Rabi Yehuda diz: também este mora dentro do que é de seu companheiro — precisa pagar-lhe aluguel. — Rabi Yehuda objeta: se o dono do sótão simplesmente mora na casa reconstruída até ser reembolsado, ele está, na prática, habitando um espaço que pertence ao seu sócio sem pagar por isso — mesmo considerando que o dono da casa não perde nada com isso, já que de qualquer forma não teria construído por conta própria, o dono do sótão obtém um benefício real, e por isso deveria pagar aluguel por esse período.

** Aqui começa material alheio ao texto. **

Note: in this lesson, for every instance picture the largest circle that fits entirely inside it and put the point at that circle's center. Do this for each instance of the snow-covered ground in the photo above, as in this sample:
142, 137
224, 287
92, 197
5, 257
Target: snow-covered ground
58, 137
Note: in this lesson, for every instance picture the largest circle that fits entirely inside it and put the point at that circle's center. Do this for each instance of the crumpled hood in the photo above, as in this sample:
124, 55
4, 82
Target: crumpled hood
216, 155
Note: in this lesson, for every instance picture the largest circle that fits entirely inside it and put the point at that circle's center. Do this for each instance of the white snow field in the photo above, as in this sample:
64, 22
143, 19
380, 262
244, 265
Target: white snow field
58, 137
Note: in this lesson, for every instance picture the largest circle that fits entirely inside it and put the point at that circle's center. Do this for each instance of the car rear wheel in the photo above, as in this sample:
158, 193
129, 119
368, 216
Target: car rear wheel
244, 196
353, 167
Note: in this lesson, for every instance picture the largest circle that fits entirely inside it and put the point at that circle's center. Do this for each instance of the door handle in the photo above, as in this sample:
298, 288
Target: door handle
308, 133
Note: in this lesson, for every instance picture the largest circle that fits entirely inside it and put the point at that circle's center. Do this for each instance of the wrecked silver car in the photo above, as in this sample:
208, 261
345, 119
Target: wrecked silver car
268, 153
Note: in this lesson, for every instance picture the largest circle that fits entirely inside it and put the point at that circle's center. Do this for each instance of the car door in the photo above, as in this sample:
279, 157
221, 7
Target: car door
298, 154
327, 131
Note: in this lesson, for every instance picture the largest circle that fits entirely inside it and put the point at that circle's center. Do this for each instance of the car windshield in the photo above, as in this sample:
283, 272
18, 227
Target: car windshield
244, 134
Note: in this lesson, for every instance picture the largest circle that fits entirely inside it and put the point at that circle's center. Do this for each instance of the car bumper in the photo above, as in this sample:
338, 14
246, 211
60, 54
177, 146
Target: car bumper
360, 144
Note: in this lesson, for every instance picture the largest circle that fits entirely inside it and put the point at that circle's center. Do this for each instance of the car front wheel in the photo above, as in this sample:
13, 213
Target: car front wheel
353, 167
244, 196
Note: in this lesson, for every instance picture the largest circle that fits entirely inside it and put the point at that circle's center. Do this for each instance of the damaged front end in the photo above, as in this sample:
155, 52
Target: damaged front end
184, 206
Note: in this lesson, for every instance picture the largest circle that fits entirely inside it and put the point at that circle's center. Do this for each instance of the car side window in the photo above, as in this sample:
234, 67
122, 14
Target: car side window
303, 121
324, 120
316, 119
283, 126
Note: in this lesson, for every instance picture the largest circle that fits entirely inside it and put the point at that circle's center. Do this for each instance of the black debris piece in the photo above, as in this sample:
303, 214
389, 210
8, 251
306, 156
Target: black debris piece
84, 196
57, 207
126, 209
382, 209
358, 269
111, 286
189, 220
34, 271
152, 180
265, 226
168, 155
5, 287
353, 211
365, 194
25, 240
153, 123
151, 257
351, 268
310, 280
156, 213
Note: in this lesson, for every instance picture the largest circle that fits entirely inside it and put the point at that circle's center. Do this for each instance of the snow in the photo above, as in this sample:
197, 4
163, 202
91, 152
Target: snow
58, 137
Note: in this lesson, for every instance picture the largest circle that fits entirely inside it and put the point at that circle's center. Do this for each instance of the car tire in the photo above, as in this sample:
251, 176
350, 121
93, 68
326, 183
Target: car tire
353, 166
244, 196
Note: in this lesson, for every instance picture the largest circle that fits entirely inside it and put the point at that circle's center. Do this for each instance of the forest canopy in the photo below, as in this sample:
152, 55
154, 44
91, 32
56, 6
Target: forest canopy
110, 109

Mas o dono do sótão constrói a casa e o sótão, e cobre o sótão, e senta-se na casa até que lhe seja dado o valor de suas despesas. — Rabi Yehuda propõe, portanto, uma solução diferente: o dono do sótão constrói a estrutura inteira — tanto a casa quanto o próprio sótão, inclusive colocando o telhado sobre este último — e, enquanto aguarda o reembolso, ocupa apenas a casa de baixo, que de qualquer forma ficaria pronta e disponível para uso, sem que isso represente um benefício às custas do sócio: o dono do sótão não ganha nada de especial ao ocupar a casa nesse ínterim, pois seu próprio sótão já estaria pronto para ele morar, e o dono da casa nada perde, já que de outro modo a casa não teria sido reconstruída.
Rambam esclarece que 'de dois', neste caso, significa que a casa propriamente dita pertencia a um sócio e o sótão a outro — e não que um tenha alugado do outro, como na mishná anterior. E conclui que a halachá não segue a opinião de Rabi Yehuda.
Bartenura explica que aqui se trata de dois sócios com propriedade real e distinta: a casa de um, o sótão do outro. 'Disse o dono do sótão para construir' refere-se à parede e ao teto inferior, que são obrigação do dono da casa reconstruir. Ao construir a casa e o teto inferior que lhe cabem, o dono do sótão senta-se nela até ser reembolsado, e só depois sai e constrói seu próprio sótão. Sobre a objeção de Rabi Yehuda, explica que, mesmo o dono da casa não perdendo nada com a ocupação temporária, pois de outra forma a casa não seria reconstruída, o dono do sótão efetivamente se beneficia, já que sem essa casa ele não teria onde morar — e, segundo o princípio de que 'este se beneficia e aquele não perde', ainda assim há obrigação de pagar. Por isso Rabi Yehuda prefere a solução em que o dono do sótão constrói tudo, inclusive seu próprio sótão com o telhado, e ocupa apenas a casa de baixo — pois, tendo seu sótão pronto e disponível, ele não obtém benefício algum ao ocupar temporariamente a casa alheia, e o dono da casa também nada perde, já que ela não teria sido reconstruída de outra forma.
Rashi confirma que 'de dois' aqui significa a casa de um e o sótão de outro, divididos, por exemplo, na herança paterna. Explica que o pedido do dono do sótão para 'construir' se refere à parede e ao teto inferior, obrigação do dono da casa; e que, ao construí-los ele mesmo, o dono do sótão mora ali só até o teto inferior, sendo depois reembolsado e saindo para construir seu próprio sótão. Sobre Rabi Yehuda, explica detalhadamente o raciocínio de 'este se beneficia e aquele não perde' — e por que, mesmo assim, haveria obrigação de pagar aluguel, o que exigiria a solução alternativa proposta, evitando também qualquer aparência de juro proibido.